Formed in 2010, the Urban Sustainability Research Group is devoted to developing and fostering an integrated, holistic vision for urban sustainability and resilience. This research emphasis stems from the conviction that to mitigate (and adapt to) climate change and to address global ecological crises, we need to fundamentally reshape and redesign our urban areas–where more than half of the world’s population already lives, works, and consumes.

The current research undertaken by the group focuses on four major themes: 1) Urban Resilience: 2) Urban-Rural Resource and Commodity Flows: 3) Green Infrastructure; and 4) Political-Industrial Ecology. This research is supported by a range of institutions and agencies, including the National Science Foundation (NSF), the National Aeronautics and Space Administration (NASA), and the National Institute of Food and Agriculture (NIFA).
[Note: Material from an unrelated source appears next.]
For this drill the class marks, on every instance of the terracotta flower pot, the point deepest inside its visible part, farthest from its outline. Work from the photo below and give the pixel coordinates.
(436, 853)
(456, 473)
Joshua Newell from the School for Environment and Sustainability leads the research group, which includes Postdoctoral Research Fellows, Ph.D., Master’s and undergraduate students, with strong support from affiliate faculty such as Ming Xu. The Research Group is closely aligned with the Center for Sustainable Systems, where Newell and Xu are also core faculty members.
For general inquiries and more information, please contact Joshua Newell at jpnewell@umich.edu.
Research
With the dramatic growth of urban areas and the majority of the world’s population now living in urban settings, cities have become dominant demand drivers in global resource cycles. Globalization processes have intertwined cities with distant places and spaces through system interactions that include the exchange of food, energy, water, materials, capital, and the like. City and ‘hinterland’ have become highly interconnected and interdependent at multiple spatial, temporal, and jurisdictional scales. Cities are increasingly evolving into agglomerated networks of polycentric urban regions, often referred to as megaregions that are spread over large territories with interdependent infrastructure, transportation networks, economies, ecologies, cultures, labor markets, infrastructure, and land use systems. Vast territories of land dedicated to the production, extraction, processing and transportation of materials and resources and their associated networks can no longer be seen as external to urban development, but need to be considered part of the urban “system”.
Thus, cities are complex, adaptive, emergent systems composed of sub-systems—built environment, metabolic flows, governance networks, and social dynamics—that themselves are multi-scalar, networked, and often strongly coupled. Addressing urban sustainability issues in a thoughtful and integrated way, therefore, requires combining disciplinary-bound strengths and perspectives. Differences in epistemology and disciplinary culture can make this synthesis a challenge, but it is necessary to develop a deeper understanding of nature-society interactions; to enable cross-fertilization of novel theories, methods, and approaches; and to provide innovative and transformative responses to societal problems.
People
Students seeking a field of study committed to the intersection of the built and natural environments will find the work of URSG both fascinating and fulfilling. Not only are there opportunities to work with the Group, but the University of Michigan’s School for Environment and Sustainability also offers a variety of courses to facilitate an interest in urban sustainability.